Class AbstractOrcFileInputFormat<T,​BatchT,​SplitT extends org.apache.flink.connector.file.src.FileSourceSplit>

  • Type Parameters:
    T - The type of records produced by this reader format.
    All Implemented Interfaces:
    Serializable, org.apache.flink.api.java.typeutils.ResultTypeQueryable<T>, org.apache.flink.connector.file.src.reader.BulkFormat<T,​SplitT>
    Direct Known Subclasses:
    OrcColumnarRowInputFormat

    public abstract class AbstractOrcFileInputFormat<T,​BatchT,​SplitT extends org.apache.flink.connector.file.src.FileSourceSplit>
    extends Object
    implements org.apache.flink.connector.file.src.reader.BulkFormat<T,​SplitT>
    The base for ORC readers for the FileSource. Implements the reader initialization, vectorized reading, and pooling of column vector objects.
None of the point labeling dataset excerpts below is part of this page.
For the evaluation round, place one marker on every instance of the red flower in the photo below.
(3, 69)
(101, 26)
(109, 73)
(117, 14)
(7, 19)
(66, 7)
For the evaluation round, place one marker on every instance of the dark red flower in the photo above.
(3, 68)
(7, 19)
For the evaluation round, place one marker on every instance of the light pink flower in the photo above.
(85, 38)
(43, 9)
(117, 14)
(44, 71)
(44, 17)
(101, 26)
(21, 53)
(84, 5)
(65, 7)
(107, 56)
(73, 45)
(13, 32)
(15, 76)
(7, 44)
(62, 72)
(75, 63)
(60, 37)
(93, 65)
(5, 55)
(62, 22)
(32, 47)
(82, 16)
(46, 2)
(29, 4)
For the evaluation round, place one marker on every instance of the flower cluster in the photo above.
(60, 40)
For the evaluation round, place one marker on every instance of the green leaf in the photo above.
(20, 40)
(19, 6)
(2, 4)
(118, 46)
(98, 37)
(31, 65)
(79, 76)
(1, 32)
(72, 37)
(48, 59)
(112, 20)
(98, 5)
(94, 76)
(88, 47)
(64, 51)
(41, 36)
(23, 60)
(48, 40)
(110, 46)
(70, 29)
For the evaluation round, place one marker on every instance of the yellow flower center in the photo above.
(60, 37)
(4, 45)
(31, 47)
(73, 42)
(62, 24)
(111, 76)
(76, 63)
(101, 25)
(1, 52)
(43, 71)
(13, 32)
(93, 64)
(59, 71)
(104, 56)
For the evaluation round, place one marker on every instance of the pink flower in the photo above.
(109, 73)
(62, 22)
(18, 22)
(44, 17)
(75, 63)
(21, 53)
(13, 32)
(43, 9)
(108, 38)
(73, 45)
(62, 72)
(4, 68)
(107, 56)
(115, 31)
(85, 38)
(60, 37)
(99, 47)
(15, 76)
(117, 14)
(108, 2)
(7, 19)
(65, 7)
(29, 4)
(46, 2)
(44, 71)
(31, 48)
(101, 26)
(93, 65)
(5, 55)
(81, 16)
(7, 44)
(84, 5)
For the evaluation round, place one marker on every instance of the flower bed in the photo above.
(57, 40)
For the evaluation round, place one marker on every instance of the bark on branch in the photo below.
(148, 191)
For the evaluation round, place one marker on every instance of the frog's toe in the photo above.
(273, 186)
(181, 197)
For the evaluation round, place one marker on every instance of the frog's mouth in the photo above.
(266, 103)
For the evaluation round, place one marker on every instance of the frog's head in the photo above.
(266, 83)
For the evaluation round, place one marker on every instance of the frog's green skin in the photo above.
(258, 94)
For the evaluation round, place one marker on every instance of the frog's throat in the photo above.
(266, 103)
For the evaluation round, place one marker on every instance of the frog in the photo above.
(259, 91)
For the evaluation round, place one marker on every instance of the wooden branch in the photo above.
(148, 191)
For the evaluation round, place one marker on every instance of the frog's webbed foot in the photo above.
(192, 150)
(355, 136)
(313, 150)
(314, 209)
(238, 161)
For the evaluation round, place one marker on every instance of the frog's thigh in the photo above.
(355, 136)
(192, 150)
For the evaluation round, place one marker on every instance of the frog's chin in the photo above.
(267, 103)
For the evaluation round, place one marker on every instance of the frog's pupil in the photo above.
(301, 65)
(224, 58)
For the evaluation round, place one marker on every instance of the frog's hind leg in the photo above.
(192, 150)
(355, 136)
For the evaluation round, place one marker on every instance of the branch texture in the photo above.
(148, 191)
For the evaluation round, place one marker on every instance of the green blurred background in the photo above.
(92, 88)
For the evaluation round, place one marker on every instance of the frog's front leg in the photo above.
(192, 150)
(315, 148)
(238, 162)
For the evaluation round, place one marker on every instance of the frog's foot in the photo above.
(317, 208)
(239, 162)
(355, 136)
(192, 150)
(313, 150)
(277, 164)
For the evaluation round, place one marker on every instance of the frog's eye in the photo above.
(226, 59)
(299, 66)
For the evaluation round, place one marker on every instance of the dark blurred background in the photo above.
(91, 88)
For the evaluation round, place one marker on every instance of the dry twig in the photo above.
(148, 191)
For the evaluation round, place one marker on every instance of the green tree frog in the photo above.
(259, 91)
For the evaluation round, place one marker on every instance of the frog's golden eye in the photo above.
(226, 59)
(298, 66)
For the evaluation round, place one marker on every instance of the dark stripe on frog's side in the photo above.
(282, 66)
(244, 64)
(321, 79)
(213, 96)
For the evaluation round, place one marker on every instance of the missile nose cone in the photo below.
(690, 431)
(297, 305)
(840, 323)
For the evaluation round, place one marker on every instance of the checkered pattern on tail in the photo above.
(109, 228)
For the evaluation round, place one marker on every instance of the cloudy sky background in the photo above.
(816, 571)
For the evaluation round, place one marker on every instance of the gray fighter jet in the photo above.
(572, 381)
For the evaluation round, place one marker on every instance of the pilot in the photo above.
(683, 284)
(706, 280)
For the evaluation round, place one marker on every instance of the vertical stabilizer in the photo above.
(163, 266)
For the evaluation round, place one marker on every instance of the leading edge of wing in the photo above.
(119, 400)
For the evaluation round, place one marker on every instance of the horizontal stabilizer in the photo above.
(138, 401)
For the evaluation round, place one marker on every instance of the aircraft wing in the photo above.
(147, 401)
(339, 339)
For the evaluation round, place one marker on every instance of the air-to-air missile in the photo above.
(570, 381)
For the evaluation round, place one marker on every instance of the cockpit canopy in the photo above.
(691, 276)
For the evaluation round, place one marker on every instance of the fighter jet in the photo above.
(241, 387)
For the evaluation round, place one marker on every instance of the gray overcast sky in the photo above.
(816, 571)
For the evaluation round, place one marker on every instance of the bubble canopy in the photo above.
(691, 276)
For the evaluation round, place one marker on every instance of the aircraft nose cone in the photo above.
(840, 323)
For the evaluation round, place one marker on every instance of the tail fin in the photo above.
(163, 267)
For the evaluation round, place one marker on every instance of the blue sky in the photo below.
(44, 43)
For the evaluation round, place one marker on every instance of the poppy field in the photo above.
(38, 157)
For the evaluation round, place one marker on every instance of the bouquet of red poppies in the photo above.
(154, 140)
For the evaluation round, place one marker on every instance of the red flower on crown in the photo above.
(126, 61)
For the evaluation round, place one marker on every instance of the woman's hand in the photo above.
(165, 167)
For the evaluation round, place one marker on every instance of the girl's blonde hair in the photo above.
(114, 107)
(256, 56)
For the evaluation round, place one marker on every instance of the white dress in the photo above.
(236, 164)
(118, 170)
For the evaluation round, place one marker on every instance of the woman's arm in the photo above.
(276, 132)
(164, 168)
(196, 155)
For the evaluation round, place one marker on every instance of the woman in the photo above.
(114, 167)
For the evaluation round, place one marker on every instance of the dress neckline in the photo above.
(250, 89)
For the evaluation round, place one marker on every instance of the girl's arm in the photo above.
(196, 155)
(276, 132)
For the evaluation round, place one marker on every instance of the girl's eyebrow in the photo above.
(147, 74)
    Subclasses implement the conversion to the specific result record(s) that they return by creating via extending AbstractOrcFileInputFormat.OrcReaderBatch.

    See Also:
    Serialized Form
    • Field Detail

      • schema

        protected final org.apache.orc.TypeDescription schema
      • selectedFields

        protected final int[] selectedFields
      • batchSize

        protected final int batchSize
    • Constructor Detail

      • AbstractOrcFileInputFormat

        protected AbstractOrcFileInputFormat​(OrcShim<BatchT> shim,
                                             org.apache.hadoop.conf.Configuration hadoopConfig,
                                             org.apache.orc.TypeDescription schema,
                                             int[] selectedFields,
                                             List<OrcFilters.Predicate> conjunctPredicates,
                                             int batchSize)
        Parameters:
        shim - the shim for various Orc dependent versions. If you use the latest version, please use OrcShim.defaultShim() directly.
        hadoopConfig - the hadoop config for orc reader.
        schema - the full schema of orc format.
        selectedFields - the read selected field of orc format.
        conjunctPredicates - the filter predicates that can be evaluated.
        batchSize - the batch size of orc reader.